Scouts and coaches praised him, told him he could and would make it to the top.

The part they missed was how racist America still was.

They didn’t warn him about the locker room jokes tailored only for him.

Then add the hood edge he had to the mix, and they watched his every move under a microscope.

Ray watched his face take him through a range of emotions within seconds. “You got a gift, son. Ain’t no question about that. But gifted Black boys always get taught the same two lessons - be better and even when you are better, somebody gon’ hate that you are.”

Zaire looked down at his hands. “I can’t be perfect,” he muttered.

Ray shrugged. “Ain’t nobody ask you to be perfect. They just expect you to survive the backlash. Black men don’t get grace. We get lessons…hard ass lessons.”

“Feels like everything I worked for is slipping through my fingers.”

“Then grip tighter.” Ray sounded like Lesha, “or change what you holdin’. But don’t you ever let a room full of people who couldn’t last ten minutes in your shoes make you believe you ain’t built for this.”

Zaire heard every word, but that was all it felt like…words. The league wasn’t trying to hear words. They didn’t respond to that shit. They just wanted his Black ass to blend in with their White boys.

Ray rapped his knuckles against the table, leaning forward.

“Let me tell you somethin’ I told my daughter once…

the world gon’ talk. That’s what the world does.

You can’t stop it. But you can pick where you want to stand when the noise hits.

You got two choices, either fold cause you scared or stand solid with your head up and your chest out. ”

Zaire looked up.

Ray nodded toward him. “And son…you look like somebody who ain’t never been scared.”

Zaire swallowed hard and cleared his throat. “What if I ain’t got nothin’ left to prove?”

Ray laughed unbothered. “Oh, you got plenty left. You just forgot who the hell you were for a minute. It happens to the best of us.”

Zaire rubbed a hand over his beard. “What if I messed up too bad this time?”

“You punched a man,” Ray said plainly. “It’s not the end of the world. I done punched twenty,” he laughed, “…stayed married through it all.”

Zaire snorted before he could stop himself.

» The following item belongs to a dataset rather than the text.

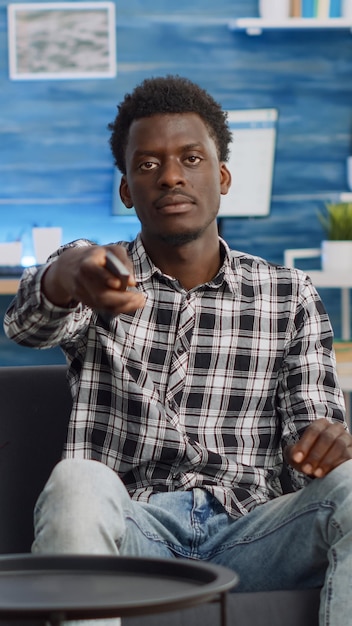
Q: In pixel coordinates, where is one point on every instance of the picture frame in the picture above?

Ray smiled. “See? It ain’t over. You just hurt. And when Black men hurt, we isolate. But you’re here now. This land gon’ give you room to think. And maybe,” he lifted his brow, “someone here gon’ give you room to feel.”

Zaire caught the hint.

Ray didn’t call attention to it.

Older men never did.

Ray pushed himself to his feet slowly, patting the back of the chair. “Breakfast’ll be ready soon. My daughter’ll plate you some. She’s mean in the mornings, but she got a good heart.”

Zaire nodded once. “She seems…like she’s something else.”

“Yeah,” Ray chuckled, “she is.”

Zaire watched him head toward the door. “Hey,” he called quietly.

Ray turned.

“Thanks,” Zaire said. “For the…advice.”

Ray smiled, revealing his yellowing teeth from years of coffee.

“Every Black man needs an older Black man to talk to, otherwise we go crazy.” As he opened the door, he added, “Welcome to the Falls, son. Heal up. Then show the world why they shoulda kept your name out they mouths.” The door clicked behind him.